Den Krieg im Nacken: Das Leben ist zu beiden Seiten der Demarkationslinie in der Ostukraine schlecht - hier im Städtchen Schastia.

(Foto: Aris Messinis /AFP)

Tausende Covid-Tote, Bergarbeiter ohne Lohn, junge Männer von der Straße weg zwangsverpflichtet - die Menschen in den abgespaltenen Regionen Luhansk und Donezk leiden unter einem drakonischen Regime. Hunderttausende sind schon geflohen.

Von Florian Hassel, Kiew

Es war ein eindeutiger Befehl, den die Bergleute des Kohlebergwerkes "Komsomoletz Donbassa" am Montag vom Militäramt der "Volksrepublik Donezk" (DNR) bekamen. Die Hälfte aller Kumpel aus jeder Schicht müsse sich binnen drei Tagen zum Kriegsdienst melden.

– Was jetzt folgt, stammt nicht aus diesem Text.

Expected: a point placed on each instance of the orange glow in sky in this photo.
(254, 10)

Einem Bergarbeiter zufolge hätten allein im Bergwerk so mehr als 2000 Kumpel den Gestellungsbefehl erhalten, berichtete der Infodienst Ostro. In Donezk greift das DNR-Regime offenbar noch zu anderen Methoden: Junge Männer sollen direkt auf der Straße angehalten und mitgenommen werden.